ASTP issued ground-breaking regulations to advance the use of trustworthy AI in health care. As of January 1, 2025, all certified EHRs are required to make available a "nutrition label" of the AI-based technologies in their products to assist providers in determining the appropriateness of the tool in their setting. We hope that this focus on transparency will help to build confidence among patients and providers in AI-based technologies to advance their greater use across healthcare. More generally, the recently released HHS Artificial Intelligence Strategic Plan identifies opportunities for public-private partnership and HHS action to harness AI technologies to advance life sciences, health care, human services, and public health.
I took this job hoping to invest in ASTP and help to "leave it better than I found it." At one of my first public speeches, I promised that, if nothing else, I would be impatient with the status quo and with our pace of change. I greatly appreciate everyone's patience with my impatience.

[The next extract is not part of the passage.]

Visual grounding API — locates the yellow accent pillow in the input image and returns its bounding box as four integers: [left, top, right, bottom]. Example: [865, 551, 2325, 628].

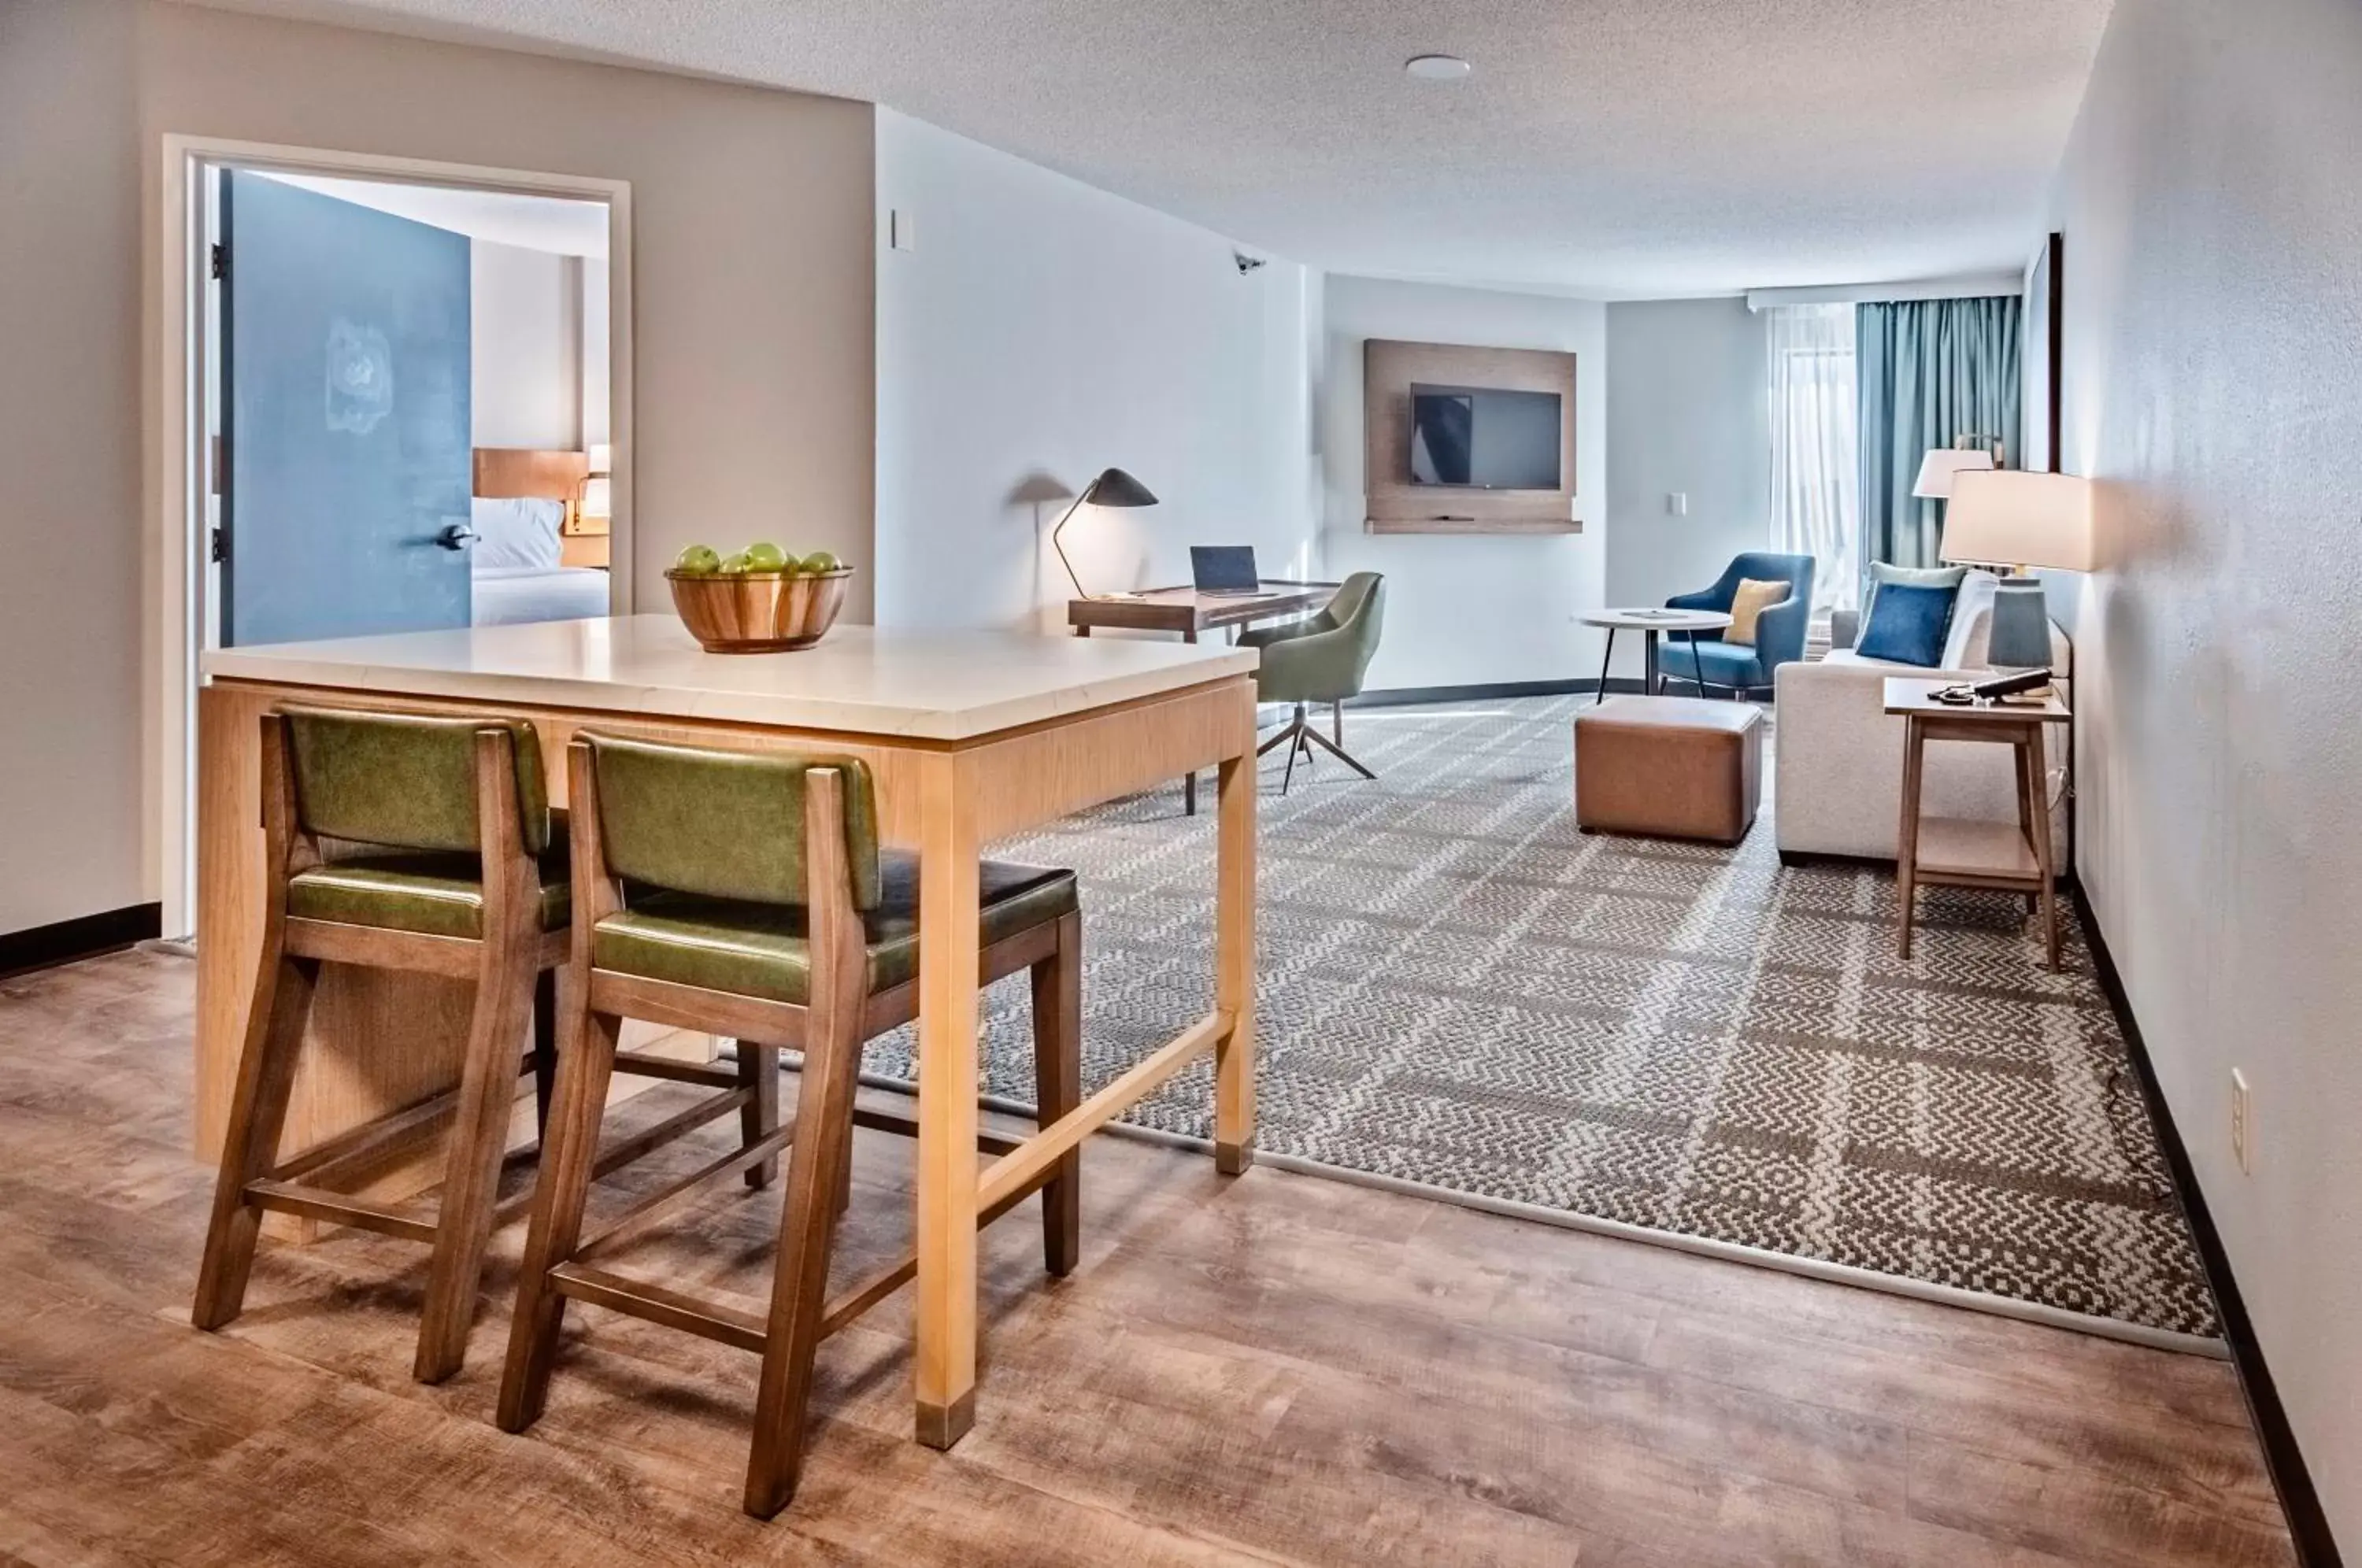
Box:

Over the last four years, I've worked to make an already responsive organization even more responsive to the concerns of patients, the industry, and our federal agency partners. We opened ourselves up to be better attuned to an industry undergoing dramatic and rapid change. Over the past four years, I spoke at 487 external events across the country, over half of them in person, to help communicate what we were thinking and doing, but more important, to listen.
We also internally reorganized ourselves to more directly serve our HHS sister agencies to use technology and data as a means for HHS to be more than the sum of its parts. As our digital health foundation rapidly expands, there is not a single mission area in HHS that doesn't now have to incorporate technology strategy in order to succeed. The establishment of Office of the Assistant Secretary for Technology Policy - consolidating department-wide coordination responsibilities in technology, data, and AI on the ONC chassis - recognizes the essential role that technology now plays in all aspects of the HHS mission.
It's a cavernous understatement to say that I'm inspired by the commitment and can-do attitude of the ASTP team, and deeply grateful for the deep collaborations we've built with our federal agency and industry partners over the last four years. Over the last 20 years, each person who has filled this role has picked up from where their predecessor left off and invested in the organization to make it better, because our work transcends individuals and administrations. I'm proud to have contributed to this legacy and it's with a profound sense of satisfaction that I leave knowing that ASTP's best days are still ahead.